職人フェイズが終わると、同様に、建築物フェイズ、貴族フェイズ、交換フェイズ(場のカードがポケモン風に進化するカードがめくられる)とおこなっていく。最後の交換フェイズだけは収入も得点もない。
つまり、各フェイズの違いは、始めにめくられるカードと、収入、得点が入るカードの種類である。できることに違いはないのだ。そのため、思っていたよりはぜんぜん簡単で、テンポのいいゲームになっている。
フェイズの手番順は持ち回りになっており、不公平感もない。
むろん3種類の収入、得点源は差別化されている。職人は基本的に金だけ。貴族は職人より効率が悪いが金と、高価なものでは得点も入る。建築物では高い得点が入る。
こういうゲームではいかにもありそうな、特殊効果を持つカードというのもある。
で、4つの山のどれかが尽きたラウンドでゲーム終了。最後に、持っている貴族カードの種類に応じて(1+2+……+n点)得点が加算される。
要は、基本的には拡大再生産していくと考えていい。のだが、そのバランスが微妙で、そこもおもしろいところだ。効率の悪いカードでは投資金を回収できそうもないものもあるし、序盤に考えずにやっていると手詰まりになりかねないのである。
さて、ルールを説明したところで、不満がある。これは完全にカードゲームなのである。それなのになぜボードと駒がついてくるか。定価は4000円と安いのだが、カードゲームだと思うと高いのである。まあ、ゲームがおもしろいからいいけど。
とりあえず、いろいろ作戦を考えたくなるわけである。職人作戦とか貴族作戦とか、特殊カード作戦とか。まあ実のところ、完全にどれかを切り捨てて勝てるとは思えないわけだが、どこかに重点を置くことは可能だ。
そうして収入と得点のバランスを考えながら勝利形を捜していくプレイ感覚は、意外だがサン・ファンに近い。最近のトレンドなのだろう。だがずっとシンプルで、経験者と初心者との間の格差もサン・ファンほど大きくはない。
プレイ時間も、まあ考える気になれば考えてしまえる部分はたくさんあるが、それでも思ったほどにはならない。
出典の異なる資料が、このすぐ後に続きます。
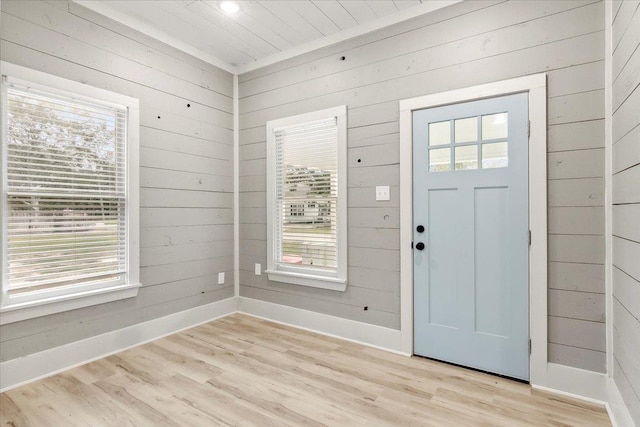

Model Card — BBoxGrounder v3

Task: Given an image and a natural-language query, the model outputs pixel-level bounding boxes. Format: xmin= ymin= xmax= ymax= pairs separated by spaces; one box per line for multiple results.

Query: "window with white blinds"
xmin=267 ymin=107 xmax=346 ymax=289
xmin=6 ymin=85 xmax=126 ymax=294
xmin=2 ymin=61 xmax=140 ymax=324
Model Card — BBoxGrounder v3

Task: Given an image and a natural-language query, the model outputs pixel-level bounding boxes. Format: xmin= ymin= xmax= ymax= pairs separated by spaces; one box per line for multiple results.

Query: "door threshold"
xmin=413 ymin=354 xmax=530 ymax=384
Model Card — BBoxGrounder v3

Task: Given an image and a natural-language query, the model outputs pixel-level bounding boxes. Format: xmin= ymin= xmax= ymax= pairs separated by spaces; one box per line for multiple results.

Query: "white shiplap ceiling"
xmin=75 ymin=0 xmax=460 ymax=73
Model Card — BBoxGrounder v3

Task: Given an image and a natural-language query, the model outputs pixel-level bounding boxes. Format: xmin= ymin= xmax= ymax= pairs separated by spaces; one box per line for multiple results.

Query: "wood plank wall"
xmin=0 ymin=0 xmax=233 ymax=361
xmin=240 ymin=1 xmax=605 ymax=372
xmin=611 ymin=0 xmax=640 ymax=426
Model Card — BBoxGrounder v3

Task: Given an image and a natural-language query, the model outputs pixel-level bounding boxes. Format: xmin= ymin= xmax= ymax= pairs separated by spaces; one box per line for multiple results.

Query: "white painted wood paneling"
xmin=76 ymin=0 xmax=456 ymax=71
xmin=239 ymin=1 xmax=605 ymax=372
xmin=0 ymin=1 xmax=233 ymax=361
xmin=612 ymin=1 xmax=640 ymax=425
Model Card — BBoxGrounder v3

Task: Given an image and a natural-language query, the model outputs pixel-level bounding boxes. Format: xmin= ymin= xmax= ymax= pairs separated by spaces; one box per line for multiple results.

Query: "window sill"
xmin=0 ymin=283 xmax=140 ymax=325
xmin=266 ymin=270 xmax=347 ymax=292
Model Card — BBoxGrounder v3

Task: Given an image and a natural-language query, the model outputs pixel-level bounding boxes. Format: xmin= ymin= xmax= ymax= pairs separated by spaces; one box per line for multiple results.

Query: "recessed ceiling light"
xmin=220 ymin=1 xmax=240 ymax=13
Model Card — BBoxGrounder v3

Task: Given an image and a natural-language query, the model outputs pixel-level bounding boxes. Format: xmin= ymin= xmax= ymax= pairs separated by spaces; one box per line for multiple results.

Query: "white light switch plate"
xmin=376 ymin=185 xmax=391 ymax=202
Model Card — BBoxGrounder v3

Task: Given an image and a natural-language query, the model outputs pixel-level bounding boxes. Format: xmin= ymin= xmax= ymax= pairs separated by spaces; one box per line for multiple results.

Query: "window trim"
xmin=0 ymin=61 xmax=140 ymax=325
xmin=266 ymin=105 xmax=348 ymax=292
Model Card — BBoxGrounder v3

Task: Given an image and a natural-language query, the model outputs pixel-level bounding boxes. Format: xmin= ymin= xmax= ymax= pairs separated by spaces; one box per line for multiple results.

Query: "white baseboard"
xmin=0 ymin=297 xmax=238 ymax=392
xmin=531 ymin=363 xmax=608 ymax=406
xmin=0 ymin=297 xmax=635 ymax=427
xmin=607 ymin=378 xmax=636 ymax=427
xmin=238 ymin=297 xmax=407 ymax=355
xmin=531 ymin=363 xmax=636 ymax=427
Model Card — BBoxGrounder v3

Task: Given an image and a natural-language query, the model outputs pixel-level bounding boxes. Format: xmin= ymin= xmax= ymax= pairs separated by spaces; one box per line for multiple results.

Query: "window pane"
xmin=429 ymin=148 xmax=451 ymax=172
xmin=274 ymin=118 xmax=338 ymax=271
xmin=455 ymin=117 xmax=478 ymax=143
xmin=455 ymin=145 xmax=478 ymax=170
xmin=429 ymin=121 xmax=451 ymax=146
xmin=482 ymin=142 xmax=509 ymax=169
xmin=482 ymin=113 xmax=508 ymax=140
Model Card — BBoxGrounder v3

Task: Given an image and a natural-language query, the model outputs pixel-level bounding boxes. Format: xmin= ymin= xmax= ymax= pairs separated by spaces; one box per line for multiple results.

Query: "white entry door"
xmin=413 ymin=93 xmax=529 ymax=380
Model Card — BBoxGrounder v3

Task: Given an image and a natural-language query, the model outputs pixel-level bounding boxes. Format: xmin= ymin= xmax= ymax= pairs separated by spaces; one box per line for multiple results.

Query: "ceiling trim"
xmin=71 ymin=0 xmax=464 ymax=75
xmin=71 ymin=0 xmax=236 ymax=74
xmin=236 ymin=0 xmax=464 ymax=75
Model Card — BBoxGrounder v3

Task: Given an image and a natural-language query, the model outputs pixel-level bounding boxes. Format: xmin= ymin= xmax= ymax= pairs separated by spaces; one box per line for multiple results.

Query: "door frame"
xmin=400 ymin=73 xmax=547 ymax=384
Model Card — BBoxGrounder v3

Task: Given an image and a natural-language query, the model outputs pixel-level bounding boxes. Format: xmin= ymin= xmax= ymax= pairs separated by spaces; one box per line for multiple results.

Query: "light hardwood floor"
xmin=0 ymin=314 xmax=611 ymax=427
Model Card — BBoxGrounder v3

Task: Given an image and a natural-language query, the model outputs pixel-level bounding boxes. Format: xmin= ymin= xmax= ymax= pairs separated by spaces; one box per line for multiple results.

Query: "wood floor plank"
xmin=0 ymin=314 xmax=611 ymax=427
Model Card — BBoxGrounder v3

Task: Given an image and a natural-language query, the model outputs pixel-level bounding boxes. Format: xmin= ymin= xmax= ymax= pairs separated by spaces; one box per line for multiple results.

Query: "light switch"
xmin=376 ymin=185 xmax=391 ymax=202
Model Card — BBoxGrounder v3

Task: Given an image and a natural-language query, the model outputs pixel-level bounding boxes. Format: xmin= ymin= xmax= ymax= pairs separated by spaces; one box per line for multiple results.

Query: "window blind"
xmin=274 ymin=117 xmax=339 ymax=273
xmin=6 ymin=84 xmax=127 ymax=294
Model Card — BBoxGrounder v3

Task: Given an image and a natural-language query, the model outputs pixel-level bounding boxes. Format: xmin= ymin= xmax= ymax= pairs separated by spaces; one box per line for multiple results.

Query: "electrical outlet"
xmin=376 ymin=185 xmax=391 ymax=202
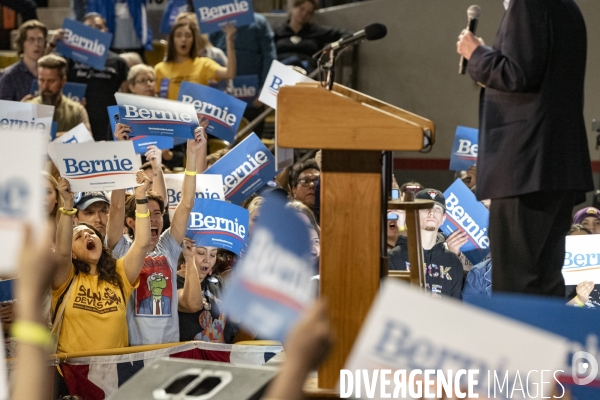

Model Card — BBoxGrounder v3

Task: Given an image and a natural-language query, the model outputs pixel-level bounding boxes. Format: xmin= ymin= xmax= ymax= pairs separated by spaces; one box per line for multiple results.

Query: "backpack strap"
xmin=50 ymin=271 xmax=79 ymax=323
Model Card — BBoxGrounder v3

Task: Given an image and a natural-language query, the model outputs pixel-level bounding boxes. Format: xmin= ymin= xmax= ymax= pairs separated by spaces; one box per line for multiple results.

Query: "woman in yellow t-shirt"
xmin=52 ymin=171 xmax=150 ymax=353
xmin=154 ymin=19 xmax=237 ymax=100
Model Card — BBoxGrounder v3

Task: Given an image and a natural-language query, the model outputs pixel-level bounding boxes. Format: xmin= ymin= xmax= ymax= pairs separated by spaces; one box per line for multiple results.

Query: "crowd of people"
xmin=0 ymin=0 xmax=600 ymax=395
xmin=0 ymin=0 xmax=342 ymax=395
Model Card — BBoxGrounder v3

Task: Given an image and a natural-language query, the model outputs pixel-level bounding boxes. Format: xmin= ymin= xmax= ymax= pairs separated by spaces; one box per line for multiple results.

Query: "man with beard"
xmin=289 ymin=158 xmax=321 ymax=210
xmin=388 ymin=189 xmax=463 ymax=299
xmin=30 ymin=54 xmax=91 ymax=136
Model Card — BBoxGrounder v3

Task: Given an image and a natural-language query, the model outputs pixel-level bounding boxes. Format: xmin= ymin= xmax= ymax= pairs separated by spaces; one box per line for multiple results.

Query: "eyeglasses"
xmin=135 ymin=78 xmax=156 ymax=85
xmin=426 ymin=206 xmax=446 ymax=215
xmin=150 ymin=272 xmax=169 ymax=282
xmin=298 ymin=178 xmax=319 ymax=187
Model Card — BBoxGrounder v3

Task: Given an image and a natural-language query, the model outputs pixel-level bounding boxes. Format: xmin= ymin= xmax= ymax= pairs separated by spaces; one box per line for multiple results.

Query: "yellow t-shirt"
xmin=52 ymin=258 xmax=139 ymax=353
xmin=154 ymin=57 xmax=221 ymax=100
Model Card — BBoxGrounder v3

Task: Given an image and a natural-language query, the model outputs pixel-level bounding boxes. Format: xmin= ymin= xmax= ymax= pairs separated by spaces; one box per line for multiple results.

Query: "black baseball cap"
xmin=415 ymin=189 xmax=446 ymax=211
xmin=74 ymin=192 xmax=110 ymax=210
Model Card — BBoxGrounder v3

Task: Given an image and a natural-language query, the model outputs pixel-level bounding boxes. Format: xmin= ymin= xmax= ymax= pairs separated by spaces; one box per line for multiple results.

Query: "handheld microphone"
xmin=313 ymin=23 xmax=387 ymax=57
xmin=458 ymin=5 xmax=481 ymax=75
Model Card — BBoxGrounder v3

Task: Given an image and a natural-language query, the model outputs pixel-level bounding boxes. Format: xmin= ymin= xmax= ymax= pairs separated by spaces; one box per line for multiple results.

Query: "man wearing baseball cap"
xmin=75 ymin=192 xmax=110 ymax=238
xmin=388 ymin=189 xmax=463 ymax=299
xmin=573 ymin=207 xmax=600 ymax=233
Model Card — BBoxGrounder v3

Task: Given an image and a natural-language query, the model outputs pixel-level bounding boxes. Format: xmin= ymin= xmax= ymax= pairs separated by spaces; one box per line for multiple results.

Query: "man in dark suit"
xmin=457 ymin=0 xmax=594 ymax=297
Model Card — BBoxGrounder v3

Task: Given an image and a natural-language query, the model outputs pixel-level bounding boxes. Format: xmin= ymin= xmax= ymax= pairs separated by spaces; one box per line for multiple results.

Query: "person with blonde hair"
xmin=154 ymin=19 xmax=237 ymax=100
xmin=175 ymin=12 xmax=234 ymax=93
xmin=0 ymin=20 xmax=48 ymax=101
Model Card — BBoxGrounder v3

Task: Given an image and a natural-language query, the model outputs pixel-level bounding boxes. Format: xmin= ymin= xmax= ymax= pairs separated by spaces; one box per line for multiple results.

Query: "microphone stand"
xmin=317 ymin=49 xmax=337 ymax=90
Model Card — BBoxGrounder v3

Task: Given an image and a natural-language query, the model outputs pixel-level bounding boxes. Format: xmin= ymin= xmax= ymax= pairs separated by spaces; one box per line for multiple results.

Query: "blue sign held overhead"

いいゲームである。わたしが今もっとやりたいゲームナンバーワンだ。だが「サンクトペテルブルグやりましょう!」というと舌を噛みそうなのが一番の不満である。
カードリスト
A4ヨコで印刷してください。
やはりね、知ってると知らないとではずいぶん違うから。
建物の名前とかはいろいろ呼び方があるようだけど、訳は原意とメビウス訳を尊重してみた(つもり)。
PC版サンクトペテルブルグ
コンピュータ3人と対戦できるソフト。むろんわたしが作ったわけではなく、Westpark Gamersというサイトで公開されているもの。コツを掴んだプレイヤーくらいの強さはあるので、練習(ヒマつぶし)にはいい。